Using Deeplearning4j with cuDNN

Deeplearning4j supports CUDA but can be further accelerated with cuDNN, starting with version 0.4.0. Currently only CNNs are supported, but support for RNNs is also planned. To use cuDNN, you will first need to switch ND4J to the CUDA backend. This can be done by replacing nd4j-native with nd4j-cuda-7.5 or nd4j-cuda-8.0 in your pom.xml files, ideally adding a dependency on nd4j-cuda-7.5-platform or nd4j-cuda-8.0-platform to include automatically binaries from all platforms:

 <dependency>
   <groupId>org.nd4j</groupId>
   <artifactId>nd4j-cuda-7.5-platform</artifactId>
   <version>${nd4j.version}</version>
 </dependency>

or

 <dependency>
   <groupId>org.nd4j</groupId>
   <artifactId>nd4j-cuda-8.0-platform</artifactId>
   <version>${nd4j.version}</version>
 </dependency>

More information about that can be found among the installation instructions for ND4J.

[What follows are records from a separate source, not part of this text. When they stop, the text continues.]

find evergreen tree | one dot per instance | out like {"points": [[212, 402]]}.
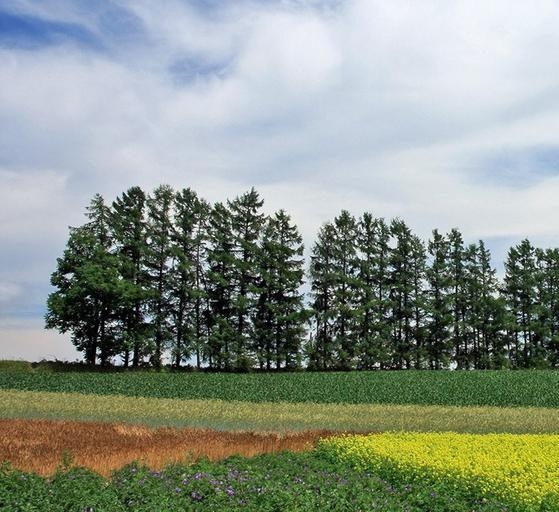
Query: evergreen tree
{"points": [[485, 309], [519, 290], [187, 286], [418, 300], [246, 227], [219, 287], [373, 292], [89, 290], [128, 227], [401, 295], [158, 260], [280, 313], [439, 313], [320, 350], [457, 299], [344, 311]]}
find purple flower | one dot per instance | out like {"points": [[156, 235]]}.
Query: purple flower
{"points": [[196, 496]]}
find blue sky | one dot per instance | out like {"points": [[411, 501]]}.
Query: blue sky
{"points": [[444, 114]]}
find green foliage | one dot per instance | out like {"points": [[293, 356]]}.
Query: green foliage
{"points": [[286, 481], [7, 365], [533, 388]]}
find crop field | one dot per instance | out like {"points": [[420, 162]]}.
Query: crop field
{"points": [[216, 442], [499, 388], [523, 469]]}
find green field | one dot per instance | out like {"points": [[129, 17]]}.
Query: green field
{"points": [[534, 388], [517, 402]]}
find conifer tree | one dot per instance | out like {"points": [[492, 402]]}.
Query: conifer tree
{"points": [[219, 288], [439, 313], [89, 290], [187, 286], [345, 268], [246, 228], [401, 295], [320, 349], [519, 290], [158, 260], [457, 299], [373, 292], [128, 227], [280, 314]]}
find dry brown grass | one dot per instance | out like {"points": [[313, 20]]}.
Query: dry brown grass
{"points": [[41, 445]]}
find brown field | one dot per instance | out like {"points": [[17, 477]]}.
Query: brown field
{"points": [[41, 445]]}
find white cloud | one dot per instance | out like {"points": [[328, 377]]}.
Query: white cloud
{"points": [[392, 107]]}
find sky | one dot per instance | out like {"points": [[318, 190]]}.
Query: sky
{"points": [[445, 114]]}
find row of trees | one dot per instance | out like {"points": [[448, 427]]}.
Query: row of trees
{"points": [[221, 285], [171, 275]]}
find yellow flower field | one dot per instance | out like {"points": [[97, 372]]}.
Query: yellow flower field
{"points": [[524, 468]]}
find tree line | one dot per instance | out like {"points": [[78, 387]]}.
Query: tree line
{"points": [[170, 276]]}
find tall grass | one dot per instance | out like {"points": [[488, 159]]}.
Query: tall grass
{"points": [[43, 446], [279, 417]]}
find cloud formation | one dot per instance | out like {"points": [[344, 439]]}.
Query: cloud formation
{"points": [[443, 114]]}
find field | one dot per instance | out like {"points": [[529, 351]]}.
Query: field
{"points": [[166, 441]]}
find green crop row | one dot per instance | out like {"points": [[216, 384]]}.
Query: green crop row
{"points": [[535, 388], [278, 417]]}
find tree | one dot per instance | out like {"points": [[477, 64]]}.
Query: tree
{"points": [[158, 258], [439, 313], [519, 290], [401, 295], [280, 313], [246, 229], [484, 309], [345, 268], [457, 298], [128, 227], [187, 283], [221, 270], [373, 292], [320, 350], [89, 291]]}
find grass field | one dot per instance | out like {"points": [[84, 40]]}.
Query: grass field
{"points": [[275, 417], [531, 388], [255, 413]]}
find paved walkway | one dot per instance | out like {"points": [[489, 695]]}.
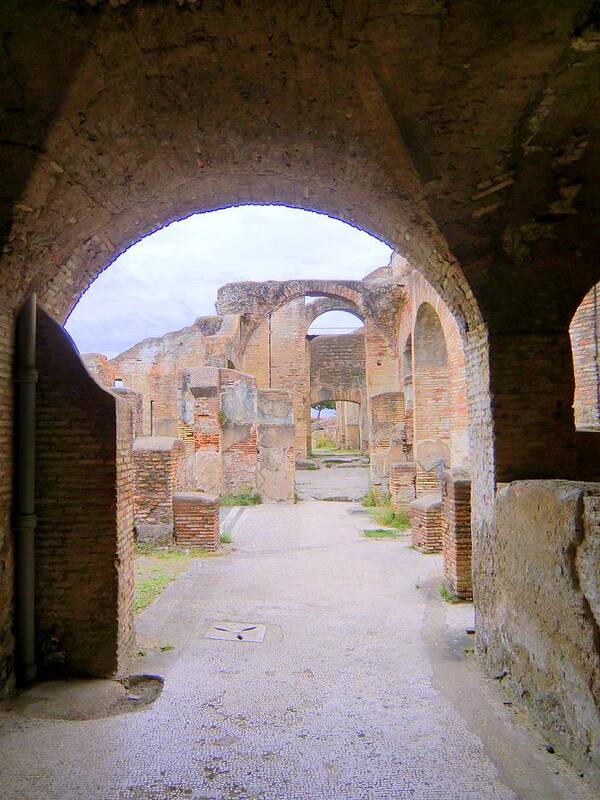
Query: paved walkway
{"points": [[332, 483], [361, 689]]}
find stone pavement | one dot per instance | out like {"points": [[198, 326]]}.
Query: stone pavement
{"points": [[332, 483], [361, 688]]}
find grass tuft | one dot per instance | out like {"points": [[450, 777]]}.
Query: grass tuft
{"points": [[381, 533], [241, 499], [447, 595], [148, 589], [385, 515]]}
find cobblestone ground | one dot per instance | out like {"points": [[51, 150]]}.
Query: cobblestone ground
{"points": [[361, 689]]}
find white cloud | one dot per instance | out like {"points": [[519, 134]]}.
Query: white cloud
{"points": [[167, 280]]}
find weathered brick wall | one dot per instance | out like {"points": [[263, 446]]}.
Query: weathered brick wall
{"points": [[158, 462], [196, 518], [387, 418], [584, 331], [135, 400], [402, 485], [84, 538], [419, 292], [100, 368], [337, 364], [456, 535], [276, 451], [290, 365], [348, 427], [432, 396], [156, 367], [238, 431]]}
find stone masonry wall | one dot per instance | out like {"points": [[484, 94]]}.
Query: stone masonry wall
{"points": [[84, 539], [544, 605], [196, 518]]}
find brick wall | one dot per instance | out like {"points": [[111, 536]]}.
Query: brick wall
{"points": [[584, 331], [387, 417], [431, 396], [402, 485], [337, 364], [196, 518], [238, 431], [426, 523], [290, 365], [84, 576]]}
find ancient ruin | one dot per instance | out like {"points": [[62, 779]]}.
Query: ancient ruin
{"points": [[463, 135]]}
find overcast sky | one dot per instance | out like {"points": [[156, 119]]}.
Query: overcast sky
{"points": [[167, 280]]}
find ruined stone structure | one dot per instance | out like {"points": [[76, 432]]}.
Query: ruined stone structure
{"points": [[465, 135]]}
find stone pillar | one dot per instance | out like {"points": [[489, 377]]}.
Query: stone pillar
{"points": [[238, 431], [402, 485], [196, 518], [456, 534], [276, 452], [158, 462]]}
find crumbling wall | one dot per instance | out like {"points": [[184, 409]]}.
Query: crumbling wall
{"points": [[544, 608], [84, 501]]}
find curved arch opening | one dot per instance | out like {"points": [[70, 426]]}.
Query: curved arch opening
{"points": [[336, 322]]}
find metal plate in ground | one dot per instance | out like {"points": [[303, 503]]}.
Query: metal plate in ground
{"points": [[236, 631]]}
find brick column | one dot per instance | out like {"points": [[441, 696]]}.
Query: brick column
{"points": [[158, 466], [456, 534], [197, 520], [204, 384], [426, 523], [402, 485]]}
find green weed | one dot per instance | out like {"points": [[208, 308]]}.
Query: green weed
{"points": [[241, 499], [381, 533], [447, 595]]}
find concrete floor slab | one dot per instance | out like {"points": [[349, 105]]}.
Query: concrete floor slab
{"points": [[362, 689]]}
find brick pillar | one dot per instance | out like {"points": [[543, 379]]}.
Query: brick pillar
{"points": [[456, 534], [426, 523], [402, 485], [158, 464], [207, 468], [532, 387], [197, 520], [276, 453]]}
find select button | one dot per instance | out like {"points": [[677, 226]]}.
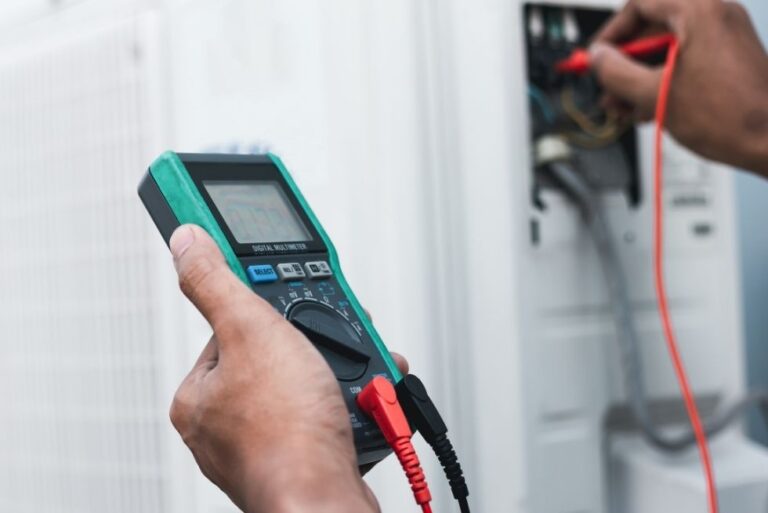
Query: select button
{"points": [[261, 274]]}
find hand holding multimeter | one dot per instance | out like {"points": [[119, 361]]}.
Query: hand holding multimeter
{"points": [[259, 266], [260, 410]]}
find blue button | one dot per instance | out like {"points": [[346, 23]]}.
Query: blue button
{"points": [[262, 273]]}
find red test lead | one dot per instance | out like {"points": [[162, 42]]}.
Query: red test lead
{"points": [[379, 401], [579, 61]]}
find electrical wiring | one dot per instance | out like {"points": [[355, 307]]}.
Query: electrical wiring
{"points": [[608, 131], [661, 292]]}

The only other thing we need to do to have DL4J load cuDNN is to add a dependency on deeplearning4j-cuda-7.5 or deeplearning4j-cuda-8.0, for example:

 <dependency>
   <groupId>org.deeplearning4j</groupId>
   <artifactId>deeplearning4j-cuda-7.5</artifactId>
   <version>${dl4j.version}</version>
 </dependency>

or

 <dependency>
   <groupId>org.deeplearning4j</groupId>
   <artifactId>deeplearning4j-cuda-8.0</artifactId>
   <version>${dl4j.version}</version>
 </dependency>

The actual library for cuDNN is not bundled, so be sure to download and install the appropriate package for your platform from NVIDIA:

Note that only cuDNN 5.1 is supported. To install, simply extract the library to a directory found in the system path used by native libraries. The easiest way is to place it alongside other libraries from CUDA in the default directory (/usr/local/cuda/lib64/ on Linux, /usr/local/cuda/lib/ on Mac OS X, and C:\Program Files\NVIDIA GPU Computing Toolkit\CUDA\v7.5\bin\ or C:\Program Files\NVIDIA GPU Computing Toolkit\CUDA\v8.0\bin\ on Windows).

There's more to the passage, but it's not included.